1. A 56-year-old man presents with progressive shortness of breath and chronic
cough. On exam, you hear diminished breath sounds and hyperresonance on
percussion. Which condition is most consistent with these findings?
A. Pulmonary fibrosis
B. Emphysema
C. Pneumonia
D. Pleural effusion
Rationale: Hyperresonance and diminished breath sounds are hallmark findings of
emphysema, caused by alveolar overdistention. Fibrosis leads to crackles,
pneumonia has dullness, and effusion produces absent sounds.



2. A 22-year-old woman presents with left lower quadrant abdominal pain, fever,
and cervical motion tenderness.
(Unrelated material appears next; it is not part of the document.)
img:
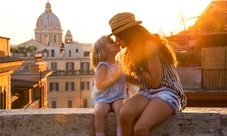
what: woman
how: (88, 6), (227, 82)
(109, 12), (186, 136)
Which condition is most likely?
A. Ovarian cyst rupture
B. Appendicitis
C. Pelvic inflammatory disease (PID)
D. Irritable bowel syndrome
Rationale: PID is suggested by pelvic pain, fever, and cervical motion tenderness
(positive chandelier sign).

3. A 4-year-old presents with inspiratory stridor, barking cough, and hoarseness.
The nurse practitioner suspects:
A. Epiglottitis
B. Croup (laryngotracheobronchitis)
C. Foreign body aspiration
D. Asthma exacerbation
Rationale: Barking cough with stridor is classic for viral croup. Epiglottitis has
drooling/toxic appearance.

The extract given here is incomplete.